Cosa fare se il bambino è distratto in classe? Una tecnica poco usata dagli insegnanti

📅 29 Luglio 2026✍️ di Enrico Sapora⏱️ 6 min di lettura

Succede a tutti: ti metti a seguire una spiegazione e all’improvviso pensi a tutt’altro. Per i bambini, soprattutto in classe, quel “puff” di attenzione che scappa è ancora più rapido. La buona notizia è che esiste una tecnica semplice, poco usata e sorprendentemente efficace per riportare il focus senza rimproveri né richiami continui. L’ho testata anni fa nello spazio gioco del pomeriggio che gestivo: funziona come quando metti un segnalibro tra le pagine per non perdere il punto. Solo che il segnalibro, qui, è nelle mani del bambino.
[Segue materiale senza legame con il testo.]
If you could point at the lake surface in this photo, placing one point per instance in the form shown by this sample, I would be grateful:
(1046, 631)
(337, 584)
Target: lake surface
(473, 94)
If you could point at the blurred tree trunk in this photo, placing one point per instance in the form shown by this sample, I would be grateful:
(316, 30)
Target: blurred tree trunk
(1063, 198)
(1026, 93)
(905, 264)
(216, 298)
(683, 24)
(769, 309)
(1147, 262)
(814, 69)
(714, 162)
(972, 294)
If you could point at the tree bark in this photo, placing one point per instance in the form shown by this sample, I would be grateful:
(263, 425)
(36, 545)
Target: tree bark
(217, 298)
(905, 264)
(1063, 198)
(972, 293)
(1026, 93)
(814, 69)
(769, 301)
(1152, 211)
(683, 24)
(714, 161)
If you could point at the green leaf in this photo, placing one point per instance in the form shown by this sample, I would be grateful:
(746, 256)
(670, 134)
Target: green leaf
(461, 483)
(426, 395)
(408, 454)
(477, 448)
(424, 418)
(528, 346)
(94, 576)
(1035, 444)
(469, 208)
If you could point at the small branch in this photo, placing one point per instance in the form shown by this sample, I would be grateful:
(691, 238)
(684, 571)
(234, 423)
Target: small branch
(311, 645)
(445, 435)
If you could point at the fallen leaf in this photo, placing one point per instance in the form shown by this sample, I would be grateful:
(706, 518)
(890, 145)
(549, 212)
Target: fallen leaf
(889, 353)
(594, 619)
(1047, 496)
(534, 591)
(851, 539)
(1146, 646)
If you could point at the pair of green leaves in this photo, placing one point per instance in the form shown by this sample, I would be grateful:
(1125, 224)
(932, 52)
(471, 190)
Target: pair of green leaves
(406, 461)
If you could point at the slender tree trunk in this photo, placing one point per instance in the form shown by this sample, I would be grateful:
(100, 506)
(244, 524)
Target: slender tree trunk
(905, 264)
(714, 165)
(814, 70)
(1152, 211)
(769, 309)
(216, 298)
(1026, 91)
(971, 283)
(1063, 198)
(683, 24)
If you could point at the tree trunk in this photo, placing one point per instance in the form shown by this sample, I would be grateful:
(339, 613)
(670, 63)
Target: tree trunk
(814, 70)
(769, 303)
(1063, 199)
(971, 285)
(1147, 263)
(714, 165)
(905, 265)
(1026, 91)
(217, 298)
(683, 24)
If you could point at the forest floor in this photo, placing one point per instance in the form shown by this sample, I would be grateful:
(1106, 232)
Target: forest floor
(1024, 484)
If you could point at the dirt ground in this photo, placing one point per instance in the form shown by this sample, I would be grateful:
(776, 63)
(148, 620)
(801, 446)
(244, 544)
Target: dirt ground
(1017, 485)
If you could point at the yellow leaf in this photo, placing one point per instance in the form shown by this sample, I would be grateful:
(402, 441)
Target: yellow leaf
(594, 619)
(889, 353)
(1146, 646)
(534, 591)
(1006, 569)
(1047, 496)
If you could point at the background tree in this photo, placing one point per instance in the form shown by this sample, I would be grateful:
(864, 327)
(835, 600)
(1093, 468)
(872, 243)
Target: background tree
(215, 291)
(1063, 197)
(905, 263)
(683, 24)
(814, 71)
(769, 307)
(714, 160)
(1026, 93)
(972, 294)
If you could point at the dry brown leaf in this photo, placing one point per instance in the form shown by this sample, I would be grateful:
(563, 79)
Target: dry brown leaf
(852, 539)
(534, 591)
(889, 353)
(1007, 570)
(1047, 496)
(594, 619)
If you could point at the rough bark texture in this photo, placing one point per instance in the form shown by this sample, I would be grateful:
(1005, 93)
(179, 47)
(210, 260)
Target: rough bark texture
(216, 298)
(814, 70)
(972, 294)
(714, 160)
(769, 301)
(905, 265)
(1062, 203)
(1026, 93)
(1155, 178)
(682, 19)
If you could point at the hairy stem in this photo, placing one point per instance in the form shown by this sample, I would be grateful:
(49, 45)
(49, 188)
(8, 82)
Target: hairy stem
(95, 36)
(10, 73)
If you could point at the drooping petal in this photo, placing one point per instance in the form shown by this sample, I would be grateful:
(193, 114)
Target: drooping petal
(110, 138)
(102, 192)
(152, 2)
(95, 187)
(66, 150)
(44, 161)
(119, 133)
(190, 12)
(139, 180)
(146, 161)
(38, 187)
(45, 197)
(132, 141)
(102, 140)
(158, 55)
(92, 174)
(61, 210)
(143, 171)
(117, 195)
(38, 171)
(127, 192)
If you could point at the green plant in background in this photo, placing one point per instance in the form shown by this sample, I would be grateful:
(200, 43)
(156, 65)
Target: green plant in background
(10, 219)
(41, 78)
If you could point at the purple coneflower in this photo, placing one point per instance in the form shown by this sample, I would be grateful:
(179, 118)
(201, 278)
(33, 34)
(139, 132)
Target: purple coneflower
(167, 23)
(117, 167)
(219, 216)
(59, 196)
Perché la distrazione non è un capriccio

La distrazione non è pigrizia: è fisiologia. L’attenzione dei bambini fluttua a ondate, soprattutto tra i 6 e gli 11 anni. Anche chi non ha una diagnosi di Disturbo da deficit di attenzione e iperattività può faticare a restare su un compito monotono o troppo lungo. In classe, rumori, colori e compagni agiscono come cartelloni pubblicitari accesi.

Capire questo cambia il tono dell’intervento: non “devi stare attento”, ma “ti aiuto a tornare all’attenzione”. È un passaggio cruciale: riduce l’ansia, alleggerisce il clima e apre la porta alla tecnica giusta.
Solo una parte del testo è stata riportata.